Many researchers have studied the low-tube-voltage technique (Dong et al. 2012; Yu et al. 2011; Kim and Newman 2010; Reid et al. 2010). some of them reported ATVS technique which automatically controls both tube voltage and tube current (Ghoshhajra et al. 2013; Funama et al. 2013; Durand et al. 2014). Funama et al. (2013) reported that ROC analysis-based CNR for lesion detection, CNR-based AEC potentially provide image quality advantages for clinical implementation. Also, Krazinski et al. (2014) reported that automated tube voltage selection can operator-independently optimize cardiovascular CTA image acquisition parameters with improved image quality at reduced dose. When maintaining CNR with low-tube-voltage technique, higher iodine contrast leads to increasing image noise and regulates increase of excessive tube current. In contrast, low-tube-voltage technique increases tube current for keeping image noise level without consideration of higher iodine contrast compared with the tube current at 120 kVp. To control the increasing tube current, IR is promising method. Iterative reconstruction is advanced developments that show the potential to improve image quality, primarily by reducing image noise, despite low-dose CT protocols (Moscariello et al. 2011; Winklehner et al. 2011; Marin et al. 2010). In addition, ATCM is also the necessary tool to control an optimal tube voltage selection.
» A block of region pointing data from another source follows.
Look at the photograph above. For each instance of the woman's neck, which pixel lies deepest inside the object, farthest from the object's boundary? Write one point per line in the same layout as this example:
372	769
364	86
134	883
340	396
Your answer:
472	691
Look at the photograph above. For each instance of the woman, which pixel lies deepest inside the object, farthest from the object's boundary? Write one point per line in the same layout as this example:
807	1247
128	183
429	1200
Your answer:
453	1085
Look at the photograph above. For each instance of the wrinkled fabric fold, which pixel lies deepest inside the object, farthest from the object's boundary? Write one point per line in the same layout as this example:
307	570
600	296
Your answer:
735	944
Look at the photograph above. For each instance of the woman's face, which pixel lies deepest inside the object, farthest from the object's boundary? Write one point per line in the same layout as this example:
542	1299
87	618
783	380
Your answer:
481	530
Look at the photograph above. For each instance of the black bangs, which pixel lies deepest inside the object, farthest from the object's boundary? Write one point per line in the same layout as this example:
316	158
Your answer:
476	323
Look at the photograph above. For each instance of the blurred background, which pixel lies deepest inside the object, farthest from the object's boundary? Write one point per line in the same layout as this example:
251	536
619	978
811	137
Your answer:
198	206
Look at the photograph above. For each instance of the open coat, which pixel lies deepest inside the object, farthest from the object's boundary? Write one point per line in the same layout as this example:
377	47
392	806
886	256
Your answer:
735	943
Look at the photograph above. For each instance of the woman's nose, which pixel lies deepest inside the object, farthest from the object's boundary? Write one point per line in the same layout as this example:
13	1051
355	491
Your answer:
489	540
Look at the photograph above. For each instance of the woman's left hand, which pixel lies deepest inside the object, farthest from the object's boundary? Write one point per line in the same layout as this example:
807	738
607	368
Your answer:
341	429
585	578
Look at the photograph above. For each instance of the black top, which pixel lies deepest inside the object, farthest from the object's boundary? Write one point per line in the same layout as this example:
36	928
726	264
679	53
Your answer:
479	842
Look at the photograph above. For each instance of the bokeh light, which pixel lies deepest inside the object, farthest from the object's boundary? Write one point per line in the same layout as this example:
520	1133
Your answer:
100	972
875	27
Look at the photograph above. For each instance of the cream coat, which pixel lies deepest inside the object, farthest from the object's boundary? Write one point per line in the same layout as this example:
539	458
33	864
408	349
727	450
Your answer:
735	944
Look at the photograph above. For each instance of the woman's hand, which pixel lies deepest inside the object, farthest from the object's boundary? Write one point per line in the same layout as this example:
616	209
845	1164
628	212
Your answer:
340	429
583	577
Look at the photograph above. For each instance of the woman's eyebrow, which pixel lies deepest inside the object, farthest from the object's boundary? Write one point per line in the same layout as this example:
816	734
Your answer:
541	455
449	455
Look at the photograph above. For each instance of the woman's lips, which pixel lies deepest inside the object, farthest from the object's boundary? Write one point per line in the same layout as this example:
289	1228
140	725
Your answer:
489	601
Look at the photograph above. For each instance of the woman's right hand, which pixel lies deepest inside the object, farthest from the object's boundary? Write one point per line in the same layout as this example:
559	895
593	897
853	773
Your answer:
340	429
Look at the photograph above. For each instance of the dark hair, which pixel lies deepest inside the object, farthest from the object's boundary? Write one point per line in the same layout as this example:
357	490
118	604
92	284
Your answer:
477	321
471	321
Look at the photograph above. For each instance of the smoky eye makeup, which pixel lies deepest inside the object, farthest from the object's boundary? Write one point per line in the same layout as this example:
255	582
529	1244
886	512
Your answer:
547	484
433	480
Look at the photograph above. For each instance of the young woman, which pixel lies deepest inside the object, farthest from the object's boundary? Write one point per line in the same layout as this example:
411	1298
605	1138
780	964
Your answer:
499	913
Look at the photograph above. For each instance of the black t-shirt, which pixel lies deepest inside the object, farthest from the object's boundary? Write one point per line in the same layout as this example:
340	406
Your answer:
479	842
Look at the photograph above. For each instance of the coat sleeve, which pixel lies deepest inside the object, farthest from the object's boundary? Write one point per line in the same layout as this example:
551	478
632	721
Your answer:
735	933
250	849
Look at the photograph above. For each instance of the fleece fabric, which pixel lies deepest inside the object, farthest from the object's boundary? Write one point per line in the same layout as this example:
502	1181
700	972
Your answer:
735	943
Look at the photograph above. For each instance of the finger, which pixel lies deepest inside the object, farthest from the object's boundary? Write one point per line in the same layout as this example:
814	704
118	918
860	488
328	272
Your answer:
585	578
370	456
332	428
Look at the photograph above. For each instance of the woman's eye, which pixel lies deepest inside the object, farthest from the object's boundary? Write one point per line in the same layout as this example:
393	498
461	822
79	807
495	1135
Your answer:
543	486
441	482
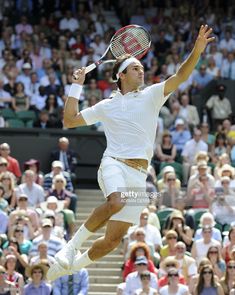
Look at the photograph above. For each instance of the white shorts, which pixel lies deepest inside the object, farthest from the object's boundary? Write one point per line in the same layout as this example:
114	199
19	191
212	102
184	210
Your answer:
115	176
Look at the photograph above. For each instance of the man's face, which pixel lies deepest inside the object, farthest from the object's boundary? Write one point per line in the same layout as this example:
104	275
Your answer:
134	75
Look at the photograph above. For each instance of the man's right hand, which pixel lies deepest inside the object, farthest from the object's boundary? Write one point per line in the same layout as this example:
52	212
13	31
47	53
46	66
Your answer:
79	76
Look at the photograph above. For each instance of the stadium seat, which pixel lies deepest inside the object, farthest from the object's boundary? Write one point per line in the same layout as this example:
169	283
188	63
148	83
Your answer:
26	115
15	123
8	114
163	215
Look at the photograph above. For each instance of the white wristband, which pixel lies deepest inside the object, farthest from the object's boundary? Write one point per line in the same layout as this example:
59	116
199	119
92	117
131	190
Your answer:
75	91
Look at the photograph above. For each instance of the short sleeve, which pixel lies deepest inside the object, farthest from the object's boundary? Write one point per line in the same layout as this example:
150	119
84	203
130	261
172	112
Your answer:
93	114
156	92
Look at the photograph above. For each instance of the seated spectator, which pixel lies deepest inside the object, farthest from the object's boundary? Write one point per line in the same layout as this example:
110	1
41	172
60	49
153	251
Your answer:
207	137
42	254
139	236
20	100
12	163
23	207
219	105
227	282
202	170
57	168
190	150
170	193
202	195
223	206
207	220
34	165
200	156
162	183
229	246
188	112
12	275
9	189
173	286
133	281
169	248
218	264
223	159
145	289
207	282
180	135
200	247
64	218
44	121
221	147
187	265
177	224
65	155
166	152
226	171
138	249
37	274
54	244
34	191
4	283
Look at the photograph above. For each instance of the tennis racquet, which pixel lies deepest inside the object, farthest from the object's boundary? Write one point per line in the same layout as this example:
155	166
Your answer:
132	39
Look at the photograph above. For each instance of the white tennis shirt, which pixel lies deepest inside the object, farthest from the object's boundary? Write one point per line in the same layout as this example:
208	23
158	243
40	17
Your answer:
129	121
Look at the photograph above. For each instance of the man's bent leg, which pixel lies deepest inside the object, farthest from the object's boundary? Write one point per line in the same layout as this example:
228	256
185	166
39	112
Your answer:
114	234
96	220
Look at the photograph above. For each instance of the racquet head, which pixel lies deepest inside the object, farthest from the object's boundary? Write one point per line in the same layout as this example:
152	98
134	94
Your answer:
133	39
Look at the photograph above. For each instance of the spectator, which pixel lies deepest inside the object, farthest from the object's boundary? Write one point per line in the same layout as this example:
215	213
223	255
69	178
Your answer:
174	286
191	148
219	105
133	281
20	100
13	164
207	282
37	273
54	244
65	154
200	247
188	112
57	168
180	135
145	280
139	249
218	264
33	191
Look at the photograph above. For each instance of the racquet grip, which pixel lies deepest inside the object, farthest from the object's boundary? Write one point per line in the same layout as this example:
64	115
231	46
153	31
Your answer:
90	68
Our study has several limitations. First, we evaluated image quality only for pediatric patients using an anthropomorphic phantom but not on real pediatric patients. The influence of cardiac and respiratory motion or stair-step artifacts on the image quality was not taken into consideration. Second, we evaluated new-born and 1-years old phantoms for focusing of CHD in pediatric patients. With increasing age, the results might be varied due to increasing body size. Third, we only used a small scan field of view and corresponding small bowtie filter. Toth (2002) showed that variations in dose and image quality changes are higher with a small bowtie filter than a medium or large bowtie filter and we performed the study using a single model of CT scanner from a single vendor. The relation between tube voltage, image noise, radiation dose, reconstruction kernel, slice thickness, tube filtration, detector system, and phantom size may depend to some degree on CT scan specifications and vary among scanners.

Conclusion

In conclusion, we obtained relationship between image noise and CNR at different tube voltages using the anthropomorphic new born and 1-year-old phantoms at pediatric CT examinations. The use of CNR index with low-tube voltage may achieve further radiation dose reduction in pediatric CT.